In the second quarter, domestic demand lost stride on a marked slowdown in government consumption (Q2: +1.9% yoy; Q1: +3.3% yoy, previously reported: +2.8% yoy) amid fiscal consolidation measures. In contrast, household spending rose at the fastest pace in four-and-a-half years (Q2: +4.6% yoy; Q1: +4.5% yoy, previously reported: +4.0% yoy), buoyed by the tight labor market and upbeat consumption of durable goods. In addition, fixed investment grew at the quickest pace in four years (Q2: +4.3% yoy; Q1: +4.2% yoy, previously reported: +2.8% yoy) on higher investment in infrastructure and construction.
On the external front, growth in exports of goods and services decelerated to 3.0% in Q2, from an upwardly revised 3.9% in the previous quarter (previously reported: +3.6% yoy). Similarly, import growth also decelerated in the quarter (Q2: +8.2% yoy; Q1: +9.7% yoy, previously reported: +13.7% yoy). Taken together, the external sector dragged more severely on growth in the quarter than the previous one.
In quarter-on-quarter terms, the economy grew 1.4% in the second quarter, up from 0.8% in the first quarter.

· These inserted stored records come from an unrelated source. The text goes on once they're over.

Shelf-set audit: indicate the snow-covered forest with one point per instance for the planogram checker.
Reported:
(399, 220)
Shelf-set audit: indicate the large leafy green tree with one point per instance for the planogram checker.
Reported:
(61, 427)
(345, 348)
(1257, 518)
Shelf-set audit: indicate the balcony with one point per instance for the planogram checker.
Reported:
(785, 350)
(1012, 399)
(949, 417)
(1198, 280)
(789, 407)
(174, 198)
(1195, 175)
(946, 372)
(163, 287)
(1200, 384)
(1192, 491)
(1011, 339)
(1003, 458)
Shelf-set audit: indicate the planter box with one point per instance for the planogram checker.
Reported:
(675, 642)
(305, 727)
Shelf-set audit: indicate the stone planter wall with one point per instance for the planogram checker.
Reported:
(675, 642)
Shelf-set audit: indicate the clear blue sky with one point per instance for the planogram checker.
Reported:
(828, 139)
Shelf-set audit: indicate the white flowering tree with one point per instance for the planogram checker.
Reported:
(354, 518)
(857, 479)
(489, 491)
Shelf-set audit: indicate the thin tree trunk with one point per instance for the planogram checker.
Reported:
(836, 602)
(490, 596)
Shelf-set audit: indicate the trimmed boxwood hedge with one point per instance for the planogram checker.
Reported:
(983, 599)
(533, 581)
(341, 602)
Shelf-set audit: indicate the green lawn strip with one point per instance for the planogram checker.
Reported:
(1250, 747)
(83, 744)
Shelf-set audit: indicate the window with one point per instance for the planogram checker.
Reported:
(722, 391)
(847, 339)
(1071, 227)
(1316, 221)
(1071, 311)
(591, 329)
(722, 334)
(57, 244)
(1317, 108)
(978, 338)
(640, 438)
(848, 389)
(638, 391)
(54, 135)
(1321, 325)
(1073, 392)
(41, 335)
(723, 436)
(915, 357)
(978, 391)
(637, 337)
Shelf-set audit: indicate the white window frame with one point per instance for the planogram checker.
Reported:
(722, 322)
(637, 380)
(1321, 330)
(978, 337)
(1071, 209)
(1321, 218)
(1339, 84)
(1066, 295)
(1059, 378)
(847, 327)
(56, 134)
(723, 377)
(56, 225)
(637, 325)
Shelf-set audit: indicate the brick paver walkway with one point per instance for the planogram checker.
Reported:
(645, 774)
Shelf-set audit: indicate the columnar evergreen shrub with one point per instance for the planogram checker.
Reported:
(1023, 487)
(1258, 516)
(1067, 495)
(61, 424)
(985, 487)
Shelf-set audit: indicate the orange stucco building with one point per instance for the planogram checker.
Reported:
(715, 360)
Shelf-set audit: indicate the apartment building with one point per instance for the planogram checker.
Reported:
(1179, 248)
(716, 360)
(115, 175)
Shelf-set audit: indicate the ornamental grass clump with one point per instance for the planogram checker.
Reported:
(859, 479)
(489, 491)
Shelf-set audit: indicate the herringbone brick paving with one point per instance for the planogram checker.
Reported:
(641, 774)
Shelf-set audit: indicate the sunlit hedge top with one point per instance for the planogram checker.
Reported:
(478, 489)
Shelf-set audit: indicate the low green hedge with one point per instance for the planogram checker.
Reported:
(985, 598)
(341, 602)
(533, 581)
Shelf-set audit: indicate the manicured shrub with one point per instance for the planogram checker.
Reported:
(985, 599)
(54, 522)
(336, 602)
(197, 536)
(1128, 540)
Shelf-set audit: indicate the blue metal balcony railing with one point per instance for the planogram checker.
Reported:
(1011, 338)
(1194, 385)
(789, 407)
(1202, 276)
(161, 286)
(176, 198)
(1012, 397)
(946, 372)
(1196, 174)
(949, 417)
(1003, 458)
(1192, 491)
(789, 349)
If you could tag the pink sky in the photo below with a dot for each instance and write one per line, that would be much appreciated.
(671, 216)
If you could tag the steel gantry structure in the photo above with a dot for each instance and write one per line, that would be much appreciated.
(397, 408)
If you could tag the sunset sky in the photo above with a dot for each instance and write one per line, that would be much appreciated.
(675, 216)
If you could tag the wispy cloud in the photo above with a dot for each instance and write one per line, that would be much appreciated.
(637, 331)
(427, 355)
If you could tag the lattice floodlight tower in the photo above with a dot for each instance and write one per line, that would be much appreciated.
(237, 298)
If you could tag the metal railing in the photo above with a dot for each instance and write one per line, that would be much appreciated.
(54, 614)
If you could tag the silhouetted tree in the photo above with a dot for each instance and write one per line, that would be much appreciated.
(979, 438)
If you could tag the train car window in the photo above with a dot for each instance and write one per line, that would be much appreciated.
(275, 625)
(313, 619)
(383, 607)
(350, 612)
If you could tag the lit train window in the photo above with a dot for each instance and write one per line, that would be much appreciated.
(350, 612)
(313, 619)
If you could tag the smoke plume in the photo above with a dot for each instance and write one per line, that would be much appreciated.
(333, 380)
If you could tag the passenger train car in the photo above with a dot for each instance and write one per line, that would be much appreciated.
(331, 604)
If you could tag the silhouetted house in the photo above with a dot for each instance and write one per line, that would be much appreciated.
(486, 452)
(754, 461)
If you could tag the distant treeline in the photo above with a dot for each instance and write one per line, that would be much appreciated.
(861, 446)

Growth is seen gaining pace this year, primarily on the back of buoyant capital spending on infrastructure and oil-sector projects, while private consumption should also remain upbeat. That said, belt-tightening measures and weaker export growth are seen restraining momentum. Headwinds to the outlook stem from uncertainties over the pace of fiscal reform and a challenging external backdrop.